Is the content of brain drawings specific to the brain or can we find similar features in the drawings of another part of the body?
In this study, children were also asked to draw a belly, as a control drawing. First, our results indicate that children depicted specific indicators, with no overlap between brain and belly drawings. This suggests that children, even younger ones, do not draw the inside parts of the body all in the same way since distinct indicators were used depending on the part being drawn. This observation supports the validity of the brain drawing. With regard to the belly drawing, there was no overall variation with age in the number of indicators depicted, contrary to the brain drawing. Our results also indicate that at the age of 6 and 8, children produced more indicators in their belly drawing than in their brain drawing. One may conclude that young children have a better representation of the belly. However, when comparing the type of indicators produced in the two drawings, we can notice that the belly drawing is first characterized by a much more “basic” representation, with indicators such as food and water for example. When depicting the brain, children did not use such “basic” indicators. In contrast, either they draw an empty shape, or a shape containing rather relevant and advanced indicators. It is possible that children did not draw basic indicators for the brain simply because there are no such indicators, contrary to the belly. This would lead to an all-or-nothing representation of the brain with either advanced indicators or no indicators at all.

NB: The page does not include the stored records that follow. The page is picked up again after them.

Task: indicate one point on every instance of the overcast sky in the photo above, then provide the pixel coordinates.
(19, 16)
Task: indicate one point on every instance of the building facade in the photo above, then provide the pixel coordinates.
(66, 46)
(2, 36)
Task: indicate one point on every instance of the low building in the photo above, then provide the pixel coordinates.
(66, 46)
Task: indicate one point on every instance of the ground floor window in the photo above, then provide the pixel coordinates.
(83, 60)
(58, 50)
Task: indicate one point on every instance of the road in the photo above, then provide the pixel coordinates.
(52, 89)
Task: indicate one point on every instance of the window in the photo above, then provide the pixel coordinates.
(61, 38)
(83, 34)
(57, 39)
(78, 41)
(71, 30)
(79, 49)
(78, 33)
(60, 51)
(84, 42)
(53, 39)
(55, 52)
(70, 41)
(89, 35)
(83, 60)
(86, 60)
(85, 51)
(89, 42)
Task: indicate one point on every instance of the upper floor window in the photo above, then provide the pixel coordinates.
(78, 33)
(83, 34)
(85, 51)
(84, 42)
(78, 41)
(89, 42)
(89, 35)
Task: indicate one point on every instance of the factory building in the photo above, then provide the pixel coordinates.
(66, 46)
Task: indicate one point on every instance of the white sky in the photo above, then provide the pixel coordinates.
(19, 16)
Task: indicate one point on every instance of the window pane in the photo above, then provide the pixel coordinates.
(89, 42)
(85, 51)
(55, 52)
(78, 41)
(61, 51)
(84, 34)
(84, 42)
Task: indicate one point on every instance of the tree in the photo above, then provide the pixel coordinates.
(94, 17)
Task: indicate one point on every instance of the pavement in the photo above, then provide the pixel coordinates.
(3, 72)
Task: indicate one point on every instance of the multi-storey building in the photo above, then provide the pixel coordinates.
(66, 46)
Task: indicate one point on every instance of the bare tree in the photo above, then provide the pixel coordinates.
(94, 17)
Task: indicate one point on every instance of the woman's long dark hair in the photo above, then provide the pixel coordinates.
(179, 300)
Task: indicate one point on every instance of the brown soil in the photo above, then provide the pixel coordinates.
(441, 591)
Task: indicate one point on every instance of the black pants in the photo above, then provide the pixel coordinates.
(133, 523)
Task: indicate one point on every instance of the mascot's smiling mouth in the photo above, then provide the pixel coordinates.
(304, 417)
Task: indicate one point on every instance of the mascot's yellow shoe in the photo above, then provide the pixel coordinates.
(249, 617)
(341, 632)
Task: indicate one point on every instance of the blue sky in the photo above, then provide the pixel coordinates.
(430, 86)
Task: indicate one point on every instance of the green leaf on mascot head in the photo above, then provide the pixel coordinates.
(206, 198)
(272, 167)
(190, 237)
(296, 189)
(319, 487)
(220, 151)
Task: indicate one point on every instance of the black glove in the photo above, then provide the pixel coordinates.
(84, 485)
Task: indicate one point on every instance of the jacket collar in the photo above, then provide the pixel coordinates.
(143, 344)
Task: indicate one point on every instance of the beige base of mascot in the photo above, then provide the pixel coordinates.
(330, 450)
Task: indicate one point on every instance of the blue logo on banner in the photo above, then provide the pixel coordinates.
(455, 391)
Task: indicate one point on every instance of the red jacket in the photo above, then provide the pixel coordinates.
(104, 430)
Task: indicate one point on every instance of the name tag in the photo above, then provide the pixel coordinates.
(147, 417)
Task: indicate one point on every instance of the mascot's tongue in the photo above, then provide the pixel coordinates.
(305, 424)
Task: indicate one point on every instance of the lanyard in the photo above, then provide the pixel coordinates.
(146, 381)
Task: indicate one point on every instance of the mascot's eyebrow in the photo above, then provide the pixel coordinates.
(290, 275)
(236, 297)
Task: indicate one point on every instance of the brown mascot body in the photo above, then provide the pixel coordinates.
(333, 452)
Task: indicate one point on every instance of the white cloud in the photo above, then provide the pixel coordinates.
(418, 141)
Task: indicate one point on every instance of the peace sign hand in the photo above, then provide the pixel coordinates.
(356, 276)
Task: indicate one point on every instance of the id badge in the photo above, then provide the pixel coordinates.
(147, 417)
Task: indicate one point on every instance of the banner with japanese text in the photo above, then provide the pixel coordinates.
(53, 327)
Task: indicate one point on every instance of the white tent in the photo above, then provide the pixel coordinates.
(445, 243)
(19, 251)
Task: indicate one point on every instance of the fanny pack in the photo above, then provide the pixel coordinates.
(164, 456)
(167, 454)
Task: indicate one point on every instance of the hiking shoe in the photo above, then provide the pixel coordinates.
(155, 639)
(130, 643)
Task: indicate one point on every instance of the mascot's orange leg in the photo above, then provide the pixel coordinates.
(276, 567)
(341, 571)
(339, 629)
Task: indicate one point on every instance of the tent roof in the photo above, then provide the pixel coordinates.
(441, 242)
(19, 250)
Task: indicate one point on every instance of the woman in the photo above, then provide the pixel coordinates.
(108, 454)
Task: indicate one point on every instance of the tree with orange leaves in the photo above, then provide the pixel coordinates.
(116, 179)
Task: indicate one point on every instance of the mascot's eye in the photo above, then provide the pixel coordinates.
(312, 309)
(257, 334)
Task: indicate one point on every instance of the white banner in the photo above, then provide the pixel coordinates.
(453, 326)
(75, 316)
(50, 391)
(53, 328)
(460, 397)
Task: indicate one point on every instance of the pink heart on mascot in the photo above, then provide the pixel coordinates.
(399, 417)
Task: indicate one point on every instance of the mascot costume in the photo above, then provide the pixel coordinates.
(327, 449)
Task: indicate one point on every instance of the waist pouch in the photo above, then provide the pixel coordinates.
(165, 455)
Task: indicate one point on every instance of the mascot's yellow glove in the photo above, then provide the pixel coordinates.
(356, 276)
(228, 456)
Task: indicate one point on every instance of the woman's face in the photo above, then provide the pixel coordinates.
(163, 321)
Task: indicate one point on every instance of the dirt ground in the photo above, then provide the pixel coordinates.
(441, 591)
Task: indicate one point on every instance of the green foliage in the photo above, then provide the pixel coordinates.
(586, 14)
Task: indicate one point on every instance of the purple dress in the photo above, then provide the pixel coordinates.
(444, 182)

Does the content of the brain (and control) drawings depend on the participant's graphic level?
Interestingly, when considering the participants' graphic level for the age comparisons we conducted (relative to the types of indicators in the brain and in the belly drawings and also to the shape of the brain), it appeared that the differences we found between 6 and 8 were mostly related to children with a low graphic level. In other words, some indicators or shapes, already represented by young children with a high graphic level, would require a little more developmental progression for children with a low graphic level to represent them in their drawings (e.g., digestive organs in belly drawing). In contrast, the differences we found between 8 and 10 and between 10 and adults mainly applied to participants with a high graphic level. In other words, some indicators or shapes would only shift in number in older participants with a high graphic level (e.g., decrease of the round/oval brain shape, increase of the furrows in the brain drawing). But there were two exceptions to this pattern: the hemispheres indicator and the encephalic shape increased between 10 years old and adults, regardless of the participants' graphic level.
What do children (and adults) know about the location and functions of the brain, depending on their age, and what are the sources of their knowledge?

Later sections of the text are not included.